L’institut de Stephen King.

Comme dit dans mon précédent article, j’ai toujours apprécié l’ésotérisme, le fantastique. Je suis née dans les année 90, ma jeunesse et mon adolescence ont largement été influencées par l’apparition de séries télé, telles que Buffy contre les vampires, Charmed ou encore X files, que je regardais d’un oeil le samedi soir, tard dans la nuit. Because I want to believe.

Dans ce domaine, j’affectionne tout particulièrement Stephen King. J’ai été conquise avec l’oeuvre Shining, l’enfant lumière, encore plus avec Salem. Mais voilà, j’avais envie de tester quelque chose d’un peu plus récent. Sur l’étagère des nouveautés fantastiques/Thriller de la petite librairie au coin de la rue, j’avais donc le choix entre l’Outsider et l’Institut. Il est vrai que la première de couverture de l’Institut, soignée et énigmatique, attire immédiatement l’oeil. J’ai donc préféré me porter vers ce dernier.





Minneapolis. En pleine nuit, le jeune Luke Ellis, alors âgé de douze ans, enfant précoce et surdoué, se fait kidnapper par des intrus qui pénètrent dans sa maison et tuent ses parents, sans raison apparente. Luke se réveille dans une chambre qui ressemble étrangement et au moindre détails, à la sienne. Bienvenue à l’Institut ! Dans le couloir, d’autres portes, d’autres chambres, d’autres enfants, dotés de pouvoirs psychiques, se cachent, attendant tour à tour d’être déportés à l’Arrière. Que font-ils là ? Qu’attend-on d’eux ?

Mon avis sur ce livre :

Le sujet semblait si prometteur. Un enfant surdoué, un épouvantable Institut, des pouvoirs surnaturels, des manipulations et tortures médicales.
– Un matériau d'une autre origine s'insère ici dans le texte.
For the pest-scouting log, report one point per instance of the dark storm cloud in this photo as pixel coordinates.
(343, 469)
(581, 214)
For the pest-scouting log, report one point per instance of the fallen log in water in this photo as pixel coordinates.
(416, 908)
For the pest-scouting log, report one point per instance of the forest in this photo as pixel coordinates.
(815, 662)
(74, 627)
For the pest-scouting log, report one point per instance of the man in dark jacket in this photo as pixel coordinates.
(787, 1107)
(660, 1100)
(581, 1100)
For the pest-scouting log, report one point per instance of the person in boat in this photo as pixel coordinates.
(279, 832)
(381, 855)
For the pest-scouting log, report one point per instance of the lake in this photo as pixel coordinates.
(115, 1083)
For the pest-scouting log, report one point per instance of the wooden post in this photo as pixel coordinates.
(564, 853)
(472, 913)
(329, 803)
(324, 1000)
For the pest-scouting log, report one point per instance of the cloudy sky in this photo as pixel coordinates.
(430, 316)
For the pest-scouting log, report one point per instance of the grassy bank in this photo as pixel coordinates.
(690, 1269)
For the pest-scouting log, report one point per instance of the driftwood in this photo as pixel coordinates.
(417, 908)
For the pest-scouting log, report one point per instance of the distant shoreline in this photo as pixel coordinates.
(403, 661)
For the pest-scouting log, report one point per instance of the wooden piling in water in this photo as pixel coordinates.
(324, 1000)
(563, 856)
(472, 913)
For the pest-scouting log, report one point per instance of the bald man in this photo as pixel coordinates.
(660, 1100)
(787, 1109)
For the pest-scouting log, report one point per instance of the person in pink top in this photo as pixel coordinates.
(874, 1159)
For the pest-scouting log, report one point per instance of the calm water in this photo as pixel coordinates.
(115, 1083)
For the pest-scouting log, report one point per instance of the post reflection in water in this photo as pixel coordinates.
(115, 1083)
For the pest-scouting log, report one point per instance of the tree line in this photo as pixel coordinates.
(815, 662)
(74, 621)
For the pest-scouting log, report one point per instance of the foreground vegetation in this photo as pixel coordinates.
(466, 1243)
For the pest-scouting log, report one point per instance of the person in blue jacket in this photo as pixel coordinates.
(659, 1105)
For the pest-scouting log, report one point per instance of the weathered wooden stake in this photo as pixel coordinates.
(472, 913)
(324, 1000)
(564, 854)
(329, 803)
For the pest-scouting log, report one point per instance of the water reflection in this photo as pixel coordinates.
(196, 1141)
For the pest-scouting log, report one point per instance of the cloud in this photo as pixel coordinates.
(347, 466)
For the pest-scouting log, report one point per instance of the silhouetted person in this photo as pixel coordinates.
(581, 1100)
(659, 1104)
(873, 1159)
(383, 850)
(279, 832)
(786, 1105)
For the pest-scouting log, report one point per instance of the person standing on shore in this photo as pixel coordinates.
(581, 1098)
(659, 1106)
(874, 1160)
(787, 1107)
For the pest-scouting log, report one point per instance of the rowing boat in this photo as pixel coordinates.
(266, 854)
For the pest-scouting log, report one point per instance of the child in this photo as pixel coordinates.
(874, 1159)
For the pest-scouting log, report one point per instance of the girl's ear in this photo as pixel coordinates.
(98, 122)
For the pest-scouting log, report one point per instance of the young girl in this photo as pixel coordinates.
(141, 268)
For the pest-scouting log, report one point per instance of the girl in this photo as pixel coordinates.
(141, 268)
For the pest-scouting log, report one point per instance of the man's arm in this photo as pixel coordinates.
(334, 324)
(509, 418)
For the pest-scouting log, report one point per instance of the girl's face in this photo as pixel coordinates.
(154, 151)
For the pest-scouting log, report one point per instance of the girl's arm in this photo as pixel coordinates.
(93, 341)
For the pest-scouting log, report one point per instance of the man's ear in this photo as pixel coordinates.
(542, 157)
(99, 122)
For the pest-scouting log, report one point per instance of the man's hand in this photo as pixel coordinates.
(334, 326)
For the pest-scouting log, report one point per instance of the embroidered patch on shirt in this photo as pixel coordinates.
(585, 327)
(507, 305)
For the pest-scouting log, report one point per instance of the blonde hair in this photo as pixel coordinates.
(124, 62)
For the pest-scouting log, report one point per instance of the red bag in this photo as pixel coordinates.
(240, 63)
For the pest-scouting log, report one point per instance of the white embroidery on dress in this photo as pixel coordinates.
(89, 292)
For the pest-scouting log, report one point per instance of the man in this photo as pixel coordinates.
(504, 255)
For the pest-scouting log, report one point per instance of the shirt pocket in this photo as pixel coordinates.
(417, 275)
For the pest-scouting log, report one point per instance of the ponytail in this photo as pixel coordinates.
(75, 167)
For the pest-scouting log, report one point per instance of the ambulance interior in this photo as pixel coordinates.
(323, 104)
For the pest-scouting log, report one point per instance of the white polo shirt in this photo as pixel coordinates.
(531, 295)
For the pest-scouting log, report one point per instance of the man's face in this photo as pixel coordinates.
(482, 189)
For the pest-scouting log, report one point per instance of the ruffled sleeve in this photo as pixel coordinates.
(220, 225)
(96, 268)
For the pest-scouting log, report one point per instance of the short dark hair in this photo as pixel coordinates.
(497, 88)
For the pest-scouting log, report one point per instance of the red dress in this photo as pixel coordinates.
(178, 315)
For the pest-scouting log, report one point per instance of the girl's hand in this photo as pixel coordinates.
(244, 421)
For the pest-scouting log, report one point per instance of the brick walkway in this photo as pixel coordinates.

Et pourtant, je me suis ennuyée 50% de ma lecture. Je suis sûrement un peu difficile et exigeante mais je m’attendais à plus. La majorité des personnages, y compris les enfants, sont assez superficiels, soit fades soit exagérés, ce qui m’a particulièrement agacé. Même si la lecture est fluide et sans accroche, toutes les scènes passées à l’Institut étaient, pour moi, assez répétitives et d’un ennuie profond, presque prévisibles. J’ai eu réellement du mal à avancer dans ce roman. C’est seulement à la moitié des quelques six cent pages que les choses deviennent intéressantes et que la tension, qui émane de cette course poursuite effrénée, semble palpable.

En d’autres termes, sans être une pépite, l’Institut reste, tout de même, un bon divertissement.

Ce livre te plaira si :

– La série Stranger Things n’a plus aucun secret pour toi.

Le Club des Cinq a marqué ton enfance.

The Wall, l’oeuvre d’anthologie des Pink Floyd, résonne encore en toi.